The Necronomicon claims that when the Great Old Ones return, the Spawn of Shub-Niggurath will "take dominion over all wood nymphs, satyrs, leprechauns, and the Little People". (AWD: "The House on Curwen Street", "The Keeper of the Key")

Some accounts claim that the Little People are descended from the offspring of Serpent People and humans. As a species, they deviated far from their roots and, although low in intelligence, had a vicious temperament and made for dangerous opponents. Occasionally, one of the folk would be born who was a throwback to the majestic parent race of Serpent People: these individuals were worshiped by the others as a reminder of what their species once was. (EXP: Ye Booke of Monstres II)

History[]

After a great war with the ancestors of the Pictish tribes, the beings who would become the Worms of the Earth were exiled below ground, where they slowly devolved into the creatures they are today. Over the years, the surface people forgot about them, all but a few of the purest descendants of the old tribes, although the places which gave access to their underground tunnels were shunned by men.

During the Roman occupation of Britain, a Pictish king named Bran Mak Morn swore vengeance against a Roman governor who had brutally executed one of his people. Knowing that he could not achieve this goal alone, he bargained with a half-Worm hag for the location of an entry to the Worms' realm. Stealing the Black Stone, an artefact which held great importance to the Worms, Bran then agreed to return it to them if they would bring him the governor alive. This the Worms did, but when presented to Bran, the man was gibbering and insane, having been driven mad by what he had seen during his trip through the tunnels of the Worms. (CIRCLE: "Worms of the Earth")

With the coming of the 20th century, the effects of inbreeding amongst the Little People became so severe that it drove them to extinction. (CIRCLE: "People of the Dark")

Behind the Mythos[]

In Dwellers in the Mirage, by A. Merritt, the name "Little People" is used for the Rrrllya, a 3 ft. tall humanoid species with golden skin, yellow eyes and long silky hair, which inhabit a hidden warm valley in Alaska. Unlike the Little People of the Mythos, the Rrrllya are friendly creatures, and their language resembles a bird's chirping rather than a snake's hissing.

In "The Black Kiss", by Robert Bloch and Henry Kuttner, the character Dr.
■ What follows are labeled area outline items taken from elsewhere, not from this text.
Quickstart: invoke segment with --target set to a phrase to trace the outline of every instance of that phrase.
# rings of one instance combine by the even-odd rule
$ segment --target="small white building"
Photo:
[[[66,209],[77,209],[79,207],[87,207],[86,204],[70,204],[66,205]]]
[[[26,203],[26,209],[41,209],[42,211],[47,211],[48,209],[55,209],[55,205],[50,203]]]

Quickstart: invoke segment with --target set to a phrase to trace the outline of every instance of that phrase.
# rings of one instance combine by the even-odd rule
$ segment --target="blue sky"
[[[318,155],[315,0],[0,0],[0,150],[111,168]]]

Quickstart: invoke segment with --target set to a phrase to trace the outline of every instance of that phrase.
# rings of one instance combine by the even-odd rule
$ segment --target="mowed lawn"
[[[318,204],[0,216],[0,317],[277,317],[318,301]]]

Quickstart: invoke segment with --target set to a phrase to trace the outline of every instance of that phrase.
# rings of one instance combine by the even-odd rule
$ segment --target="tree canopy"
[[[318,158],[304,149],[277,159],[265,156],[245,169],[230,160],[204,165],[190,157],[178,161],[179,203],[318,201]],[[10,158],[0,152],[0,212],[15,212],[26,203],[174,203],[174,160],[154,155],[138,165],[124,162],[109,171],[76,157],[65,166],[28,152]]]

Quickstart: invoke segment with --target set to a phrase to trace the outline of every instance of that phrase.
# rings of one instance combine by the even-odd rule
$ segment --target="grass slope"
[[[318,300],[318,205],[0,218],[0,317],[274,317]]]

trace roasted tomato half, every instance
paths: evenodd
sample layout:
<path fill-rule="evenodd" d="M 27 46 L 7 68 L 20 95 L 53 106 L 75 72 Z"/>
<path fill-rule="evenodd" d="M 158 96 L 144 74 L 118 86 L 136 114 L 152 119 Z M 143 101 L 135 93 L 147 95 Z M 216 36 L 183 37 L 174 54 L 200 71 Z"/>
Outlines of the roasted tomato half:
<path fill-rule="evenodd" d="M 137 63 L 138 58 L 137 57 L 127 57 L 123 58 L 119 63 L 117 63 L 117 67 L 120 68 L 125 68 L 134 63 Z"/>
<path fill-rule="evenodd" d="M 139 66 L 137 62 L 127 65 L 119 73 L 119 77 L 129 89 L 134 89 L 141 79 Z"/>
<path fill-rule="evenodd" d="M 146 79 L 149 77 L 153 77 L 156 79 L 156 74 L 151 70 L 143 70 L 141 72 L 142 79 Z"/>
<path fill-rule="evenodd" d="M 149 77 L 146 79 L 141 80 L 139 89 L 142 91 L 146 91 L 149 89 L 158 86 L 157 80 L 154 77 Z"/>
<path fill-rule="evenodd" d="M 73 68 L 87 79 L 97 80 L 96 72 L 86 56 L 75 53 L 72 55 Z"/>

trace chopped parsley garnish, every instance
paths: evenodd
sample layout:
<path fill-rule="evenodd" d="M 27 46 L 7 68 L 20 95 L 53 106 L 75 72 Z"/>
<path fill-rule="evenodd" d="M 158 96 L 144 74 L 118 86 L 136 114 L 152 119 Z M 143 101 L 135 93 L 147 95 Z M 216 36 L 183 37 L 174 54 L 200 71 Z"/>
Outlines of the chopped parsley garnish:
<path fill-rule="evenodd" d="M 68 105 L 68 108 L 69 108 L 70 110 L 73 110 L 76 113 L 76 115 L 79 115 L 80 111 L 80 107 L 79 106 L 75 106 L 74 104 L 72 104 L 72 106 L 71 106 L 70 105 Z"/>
Makoto Yamada mentions Machen by name and comments on the author's notion that the Fair Folk aren't actually "fair" in any way, but that "man, afraid of these strange beings, has attributed to them beautiful or pleasantly grotesque forms which in reality they do not possess", thus referring to Machen's depiction of the Little People. Dr. Yamada believes the same notion applies to folkloric mermaids, which he likens to the sea-dwellers.